Primary Care Coding Alert

Reader Questions:

Consider E/M Significance When Weighing Denials

Question: Payers always deny starred procedures when billed with an E/M code and modifier -25. Our biller writes off the office visit. Shouldn't we go after this money?

Kansas Subscriber


Answer:
Before writing off the E/M service, make sure the claims support separately reporting the office visit, such as 99211-99215 (Office or other outpatient visit for the evaluation and management of an established patient ). For you to bill 99211-99215 appended with modifier -25 (Significant, separately identifiable evaluation and management service by the same physician on the same day of the procedure or other service), the office visit must be a significant, separately identifiable E/M service from the minor procedure, according to CPT. Look over your denials and appeal any that have different diagnoses or significant E/Ms, as the following two examples demonstrate.

Separate diagnoses although unnecessary for the office visit and starred procedure signal that both the E/M service and the procedure are separately reportable.

For instance, your FP evaluates (99211-99215) a patient for hypertension (such as 401.1, Essential hypertension; benign) and also cauterizes a problematic lesion (for example, 17000*, Destruction [e.g., laser surgery, electrosurgery, cryosurgery, chemosurgery, surgical curettement], all benign or malignant lesions [e.g., actinic keratoses] other than skin tags or cutaneous vascular proliferative lesions; first lesion; 078.19, Viral warts; other specified viral warts) during the same visit. Because a different reason exists for the office visit (401.1) than for the starred procedure (078.19), you should separately report the E/M service (99211-99215-25) and appeal any denials.
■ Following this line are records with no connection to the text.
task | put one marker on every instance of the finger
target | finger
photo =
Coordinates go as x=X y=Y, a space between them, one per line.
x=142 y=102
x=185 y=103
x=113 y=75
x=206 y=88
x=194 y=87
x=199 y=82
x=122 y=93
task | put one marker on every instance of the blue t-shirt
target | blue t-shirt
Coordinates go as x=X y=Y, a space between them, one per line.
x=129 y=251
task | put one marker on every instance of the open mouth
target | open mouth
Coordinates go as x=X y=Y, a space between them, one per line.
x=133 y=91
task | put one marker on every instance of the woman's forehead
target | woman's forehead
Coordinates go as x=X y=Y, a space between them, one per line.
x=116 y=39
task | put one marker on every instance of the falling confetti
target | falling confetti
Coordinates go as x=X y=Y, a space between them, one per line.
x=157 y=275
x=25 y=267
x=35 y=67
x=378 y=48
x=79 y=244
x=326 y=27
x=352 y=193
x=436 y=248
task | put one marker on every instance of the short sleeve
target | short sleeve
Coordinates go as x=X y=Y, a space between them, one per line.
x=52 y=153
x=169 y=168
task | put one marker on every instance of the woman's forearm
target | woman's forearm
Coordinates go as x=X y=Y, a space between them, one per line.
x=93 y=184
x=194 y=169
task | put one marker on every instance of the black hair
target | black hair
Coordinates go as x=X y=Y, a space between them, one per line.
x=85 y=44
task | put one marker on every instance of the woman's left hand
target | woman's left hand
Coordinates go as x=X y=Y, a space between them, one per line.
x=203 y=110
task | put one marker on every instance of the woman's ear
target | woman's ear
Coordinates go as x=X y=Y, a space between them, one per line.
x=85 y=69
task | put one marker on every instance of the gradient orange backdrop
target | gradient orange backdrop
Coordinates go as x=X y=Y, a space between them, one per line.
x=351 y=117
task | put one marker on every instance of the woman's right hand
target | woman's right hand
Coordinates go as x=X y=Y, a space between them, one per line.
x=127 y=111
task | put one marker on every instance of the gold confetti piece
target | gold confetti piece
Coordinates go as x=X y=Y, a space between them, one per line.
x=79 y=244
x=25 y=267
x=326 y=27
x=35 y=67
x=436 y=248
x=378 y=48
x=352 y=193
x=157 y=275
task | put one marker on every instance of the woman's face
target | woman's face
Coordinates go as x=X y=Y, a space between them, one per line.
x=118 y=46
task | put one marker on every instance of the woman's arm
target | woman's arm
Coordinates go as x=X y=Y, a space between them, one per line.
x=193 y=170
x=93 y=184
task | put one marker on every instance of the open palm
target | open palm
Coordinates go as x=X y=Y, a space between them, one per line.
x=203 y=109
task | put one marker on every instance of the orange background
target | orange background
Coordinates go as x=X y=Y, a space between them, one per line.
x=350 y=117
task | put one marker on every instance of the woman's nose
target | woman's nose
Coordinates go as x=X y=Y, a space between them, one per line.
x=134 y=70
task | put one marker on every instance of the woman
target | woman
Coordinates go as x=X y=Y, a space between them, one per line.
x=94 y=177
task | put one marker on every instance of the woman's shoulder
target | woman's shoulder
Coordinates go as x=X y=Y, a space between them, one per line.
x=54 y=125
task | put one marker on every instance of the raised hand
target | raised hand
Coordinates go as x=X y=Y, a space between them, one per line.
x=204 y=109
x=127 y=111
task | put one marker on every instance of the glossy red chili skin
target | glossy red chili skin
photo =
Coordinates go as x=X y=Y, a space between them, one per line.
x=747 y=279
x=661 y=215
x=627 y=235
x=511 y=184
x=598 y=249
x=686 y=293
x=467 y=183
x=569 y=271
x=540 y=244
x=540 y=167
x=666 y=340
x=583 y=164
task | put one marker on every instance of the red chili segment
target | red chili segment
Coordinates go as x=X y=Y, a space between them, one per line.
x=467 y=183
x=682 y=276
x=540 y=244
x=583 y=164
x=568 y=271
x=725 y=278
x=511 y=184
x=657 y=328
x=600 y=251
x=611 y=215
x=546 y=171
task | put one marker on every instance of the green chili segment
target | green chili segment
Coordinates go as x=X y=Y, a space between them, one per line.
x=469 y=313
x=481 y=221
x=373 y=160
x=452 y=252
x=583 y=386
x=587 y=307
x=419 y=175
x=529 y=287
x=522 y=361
But if the FP performs a significant E/M service and a minor procedure, even if the diagnosis is the same, report both the visit and the procedure. For instance, a mother brings in her child who has fallen off his bike. The physician examines the patient for a closed head injury, which is unfound, and repairs a simple head laceration measuring 0.5 cm (12001*, Simple repair of superficial wounds of scalp, neck, axillae, external genitalia, trunk and/or extremities [including hands and feet]; 2.5 cm or less). The E/M for the head injury represents a significant, separately identifiable E/M service from that involved in closing the wound. Therefore, you should report the service (99211-99215) appended with modifier -25, and the procedure (12001). If the payer rejects the E/M code, appeal the denial unless your office is sure that after numerous appeals a given carrier will never pay for the service.

That being said, you should be realistic about the significance of an office visit for a minor procedure. Suppose a patient presents for a simple procedure only, such as lesion removal (17000) or wound treatment (12001) with no other injuries to assess, and the physician performs the minor procedure only. In this case, because the visit does not involve significant, identifiable services, you should not separately bill an E/M service.